Federal program helps ICE work with businesses on best hiring practices

Posted at 6:22 PM, Apr 04, 2017
and last updated 2017-04-04 23:23:23-04

The Department of Homeland security is recruiting. The federal agency wants to partner with Arizona businesses who are willing to open up their doors, and their books, to the government. 

So far almost 40 Arizona companies have accepted the invitation. Scott Brown, the Special Agent in Charge, called them "the best of the best."

The IMAGE program, whose full name is ICE Mutual Agreement between Government and Employers, began in 2006. Brown said it does exactly what the name implies.

"We provide companies with what we've discovered to be best practices, to have written hiring plans, plans for effective hiring systems like E-Verify, training in detecting fraudulent documents, doing self-audits, plus there's a public benefit to saying ICE says we're doing things right," said Brown.

He called it the "ICE stamp of approval.”

"I would say it's a very good proactive step to take, we can come and audit you whether you invite us or not," Brown said.

Daicel Corporation and SDI Inc. were two of the latest companies to join the program. SDI makes precision pyrotechnic products and has 400 employees here in the Valley. Daicel Corporation designs and manufactures airbag inflators, and has 200 employees in the area.

"Our intention is to be compliant and we do our own audits, but doing self-audits is like prescribing your own medication," said David Mason, the Director of Human Resources for SDI and Daicel Corporation.

The companies decided to enroll in the program after a recent audit, during which they learned about the program. Mason said for those who did not know what to look for, fraudulent documents could sometimes slip through the cracks.

"In fact, there was an employee we terminated because her document was fraudulent, and a year later we recognized her in another interview group and she had a different document," said Mason.

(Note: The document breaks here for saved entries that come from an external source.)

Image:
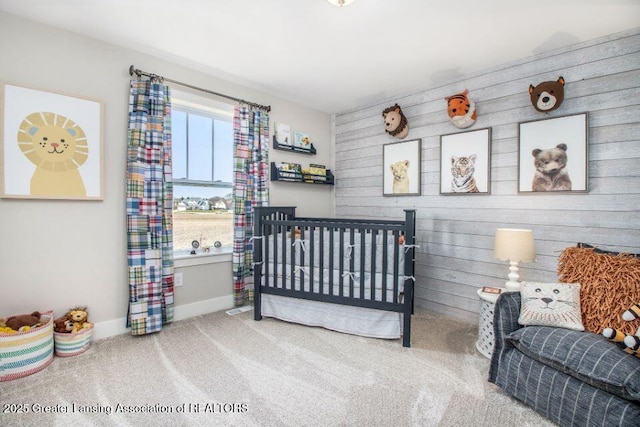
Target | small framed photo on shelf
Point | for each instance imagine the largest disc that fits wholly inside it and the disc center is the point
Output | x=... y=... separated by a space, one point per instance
x=301 y=140
x=465 y=162
x=282 y=134
x=552 y=155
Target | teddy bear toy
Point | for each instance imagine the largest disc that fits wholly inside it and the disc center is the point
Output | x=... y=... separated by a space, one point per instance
x=4 y=329
x=63 y=325
x=547 y=96
x=23 y=322
x=79 y=317
x=395 y=123
x=629 y=343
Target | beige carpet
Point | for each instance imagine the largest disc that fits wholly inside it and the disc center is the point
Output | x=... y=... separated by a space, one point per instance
x=232 y=371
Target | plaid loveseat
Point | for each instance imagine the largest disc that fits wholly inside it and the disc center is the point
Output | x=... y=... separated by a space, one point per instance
x=572 y=378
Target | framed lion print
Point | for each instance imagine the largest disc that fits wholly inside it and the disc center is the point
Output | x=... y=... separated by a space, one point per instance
x=465 y=163
x=50 y=145
x=401 y=162
x=552 y=155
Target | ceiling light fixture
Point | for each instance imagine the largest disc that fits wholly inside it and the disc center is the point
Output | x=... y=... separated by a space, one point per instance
x=341 y=3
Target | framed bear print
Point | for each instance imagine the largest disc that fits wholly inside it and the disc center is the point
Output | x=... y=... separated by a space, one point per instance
x=552 y=155
x=465 y=163
x=401 y=162
x=50 y=145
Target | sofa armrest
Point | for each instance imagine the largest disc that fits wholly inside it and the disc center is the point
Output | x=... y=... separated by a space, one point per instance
x=505 y=321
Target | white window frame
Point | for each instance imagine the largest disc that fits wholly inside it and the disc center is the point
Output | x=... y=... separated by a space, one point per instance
x=193 y=104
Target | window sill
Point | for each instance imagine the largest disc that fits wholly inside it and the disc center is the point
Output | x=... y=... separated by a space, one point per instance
x=184 y=259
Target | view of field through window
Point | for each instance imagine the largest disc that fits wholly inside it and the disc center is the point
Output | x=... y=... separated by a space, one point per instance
x=203 y=175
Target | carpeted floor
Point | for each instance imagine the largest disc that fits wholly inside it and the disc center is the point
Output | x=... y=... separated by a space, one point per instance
x=226 y=370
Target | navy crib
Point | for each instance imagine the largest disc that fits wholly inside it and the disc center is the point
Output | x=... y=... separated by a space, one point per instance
x=353 y=262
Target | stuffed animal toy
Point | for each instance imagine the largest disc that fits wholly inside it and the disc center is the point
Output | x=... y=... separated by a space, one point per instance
x=547 y=96
x=4 y=329
x=63 y=325
x=79 y=317
x=395 y=123
x=551 y=169
x=629 y=343
x=23 y=322
x=461 y=110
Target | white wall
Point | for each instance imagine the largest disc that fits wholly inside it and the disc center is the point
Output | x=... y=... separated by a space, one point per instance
x=455 y=233
x=58 y=254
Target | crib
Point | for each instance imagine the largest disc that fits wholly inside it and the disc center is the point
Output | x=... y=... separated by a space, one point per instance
x=349 y=275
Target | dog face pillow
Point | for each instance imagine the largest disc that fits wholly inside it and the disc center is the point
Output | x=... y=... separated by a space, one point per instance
x=461 y=110
x=551 y=169
x=547 y=96
x=395 y=123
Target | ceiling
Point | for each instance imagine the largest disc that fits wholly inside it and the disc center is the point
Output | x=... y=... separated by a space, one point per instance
x=335 y=59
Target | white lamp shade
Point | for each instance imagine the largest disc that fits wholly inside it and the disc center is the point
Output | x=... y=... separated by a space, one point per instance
x=514 y=245
x=341 y=3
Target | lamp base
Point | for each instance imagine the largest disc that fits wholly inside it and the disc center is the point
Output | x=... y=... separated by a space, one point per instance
x=513 y=285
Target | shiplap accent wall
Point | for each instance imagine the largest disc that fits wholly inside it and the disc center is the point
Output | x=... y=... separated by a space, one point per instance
x=456 y=233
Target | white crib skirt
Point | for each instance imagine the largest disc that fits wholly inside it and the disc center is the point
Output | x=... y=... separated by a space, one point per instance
x=361 y=321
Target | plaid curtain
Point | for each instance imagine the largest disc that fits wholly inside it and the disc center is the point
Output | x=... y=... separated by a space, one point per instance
x=250 y=189
x=149 y=207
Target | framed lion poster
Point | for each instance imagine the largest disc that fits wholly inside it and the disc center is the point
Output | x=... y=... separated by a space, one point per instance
x=51 y=145
x=401 y=162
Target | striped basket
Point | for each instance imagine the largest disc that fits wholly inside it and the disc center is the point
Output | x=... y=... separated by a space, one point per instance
x=25 y=353
x=68 y=344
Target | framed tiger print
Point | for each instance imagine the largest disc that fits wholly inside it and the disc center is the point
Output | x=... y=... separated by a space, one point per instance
x=465 y=163
x=552 y=155
x=50 y=145
x=401 y=162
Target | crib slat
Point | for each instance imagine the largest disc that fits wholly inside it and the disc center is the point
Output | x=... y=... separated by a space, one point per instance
x=352 y=261
x=372 y=267
x=385 y=264
x=396 y=261
x=321 y=259
x=341 y=263
x=362 y=265
x=331 y=252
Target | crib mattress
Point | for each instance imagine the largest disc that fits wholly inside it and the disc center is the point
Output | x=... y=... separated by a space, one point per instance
x=360 y=321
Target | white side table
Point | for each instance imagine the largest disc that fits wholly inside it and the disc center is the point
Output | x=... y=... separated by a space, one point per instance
x=485 y=325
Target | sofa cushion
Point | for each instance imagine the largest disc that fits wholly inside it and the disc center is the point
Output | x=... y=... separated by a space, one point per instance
x=551 y=304
x=586 y=356
x=610 y=284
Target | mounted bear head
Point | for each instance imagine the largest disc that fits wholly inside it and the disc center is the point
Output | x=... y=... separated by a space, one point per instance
x=395 y=123
x=547 y=96
x=461 y=110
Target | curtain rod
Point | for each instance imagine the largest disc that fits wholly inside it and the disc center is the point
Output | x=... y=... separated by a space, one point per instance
x=139 y=73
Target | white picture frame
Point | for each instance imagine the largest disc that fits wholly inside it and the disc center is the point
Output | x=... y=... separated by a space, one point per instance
x=75 y=168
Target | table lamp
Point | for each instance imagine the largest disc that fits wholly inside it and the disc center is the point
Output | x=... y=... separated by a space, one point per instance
x=514 y=245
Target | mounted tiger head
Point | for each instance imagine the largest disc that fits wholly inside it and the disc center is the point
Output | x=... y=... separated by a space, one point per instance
x=461 y=110
x=395 y=123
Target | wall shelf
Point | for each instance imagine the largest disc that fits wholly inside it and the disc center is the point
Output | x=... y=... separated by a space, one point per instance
x=293 y=176
x=311 y=151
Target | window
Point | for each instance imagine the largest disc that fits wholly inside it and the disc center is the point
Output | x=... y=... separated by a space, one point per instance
x=202 y=144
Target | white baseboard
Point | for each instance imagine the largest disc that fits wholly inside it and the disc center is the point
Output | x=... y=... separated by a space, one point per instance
x=115 y=327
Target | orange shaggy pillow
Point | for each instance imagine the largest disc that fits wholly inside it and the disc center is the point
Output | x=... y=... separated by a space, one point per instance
x=609 y=286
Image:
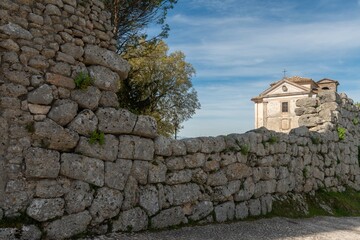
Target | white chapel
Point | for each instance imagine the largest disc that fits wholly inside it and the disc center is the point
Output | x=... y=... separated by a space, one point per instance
x=275 y=107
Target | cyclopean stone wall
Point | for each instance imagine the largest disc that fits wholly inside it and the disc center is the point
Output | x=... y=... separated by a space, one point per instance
x=59 y=184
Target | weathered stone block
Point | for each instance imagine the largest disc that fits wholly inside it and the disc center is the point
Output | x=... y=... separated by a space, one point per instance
x=117 y=173
x=133 y=220
x=115 y=121
x=169 y=217
x=99 y=56
x=179 y=177
x=109 y=99
x=133 y=147
x=157 y=172
x=84 y=123
x=68 y=226
x=15 y=31
x=145 y=126
x=163 y=146
x=238 y=171
x=178 y=148
x=83 y=168
x=107 y=152
x=49 y=189
x=60 y=81
x=195 y=160
x=217 y=179
x=79 y=197
x=140 y=171
x=30 y=232
x=53 y=136
x=241 y=211
x=107 y=204
x=254 y=207
x=131 y=194
x=225 y=212
x=105 y=79
x=201 y=210
x=185 y=193
x=63 y=111
x=193 y=145
x=45 y=209
x=42 y=95
x=72 y=50
x=149 y=200
x=42 y=163
x=87 y=98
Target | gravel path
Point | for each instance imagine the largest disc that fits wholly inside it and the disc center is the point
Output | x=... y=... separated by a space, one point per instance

The program’s work to eliminate undocumented workers on staff means stability for the companies that sign up.

"Certainly there's stability, there are people we've discovered that the documents aren't correct, and you lose an employee that you've invested time and expense in training," said Mason.

Brown said the Department of Homeland Security would provide specialized training to companies to look for and identify fraudulent work documents.

"Certainly there are people who produce very high-quality fraudulent documents. We provide robust training to help employees identify those anomalies," said Brown.

He added that the department would prefer to work with employers rather than come into a business with an "enforcement" mind-set.

"We're looking to partner with good companies. If we can work with you to get you into compliance, it's a much better outcome than us coming after you civilly or criminally for maintaining bad practices," said Brown.

Businesses that hired undocumented workers also contribute to the bigger problems of identity theft, human trafficking and a violation of labor laws.

"When companies are employing an unauthorized workforce, there's often a lot of [other] labor law violations. They're not paying [their] workforce a fair wage, and they've got the leverage that they're unauthorized they can use over them," said Brown.

For companies interested in learning about the IMAGE program or looking to enroll, you can click on or call the Phoenix office at 602-407-6155.

"This isn't about going after individuals, this is about going after bad practices, it's about protecting individuals be they legal or illegal," stressed Brown.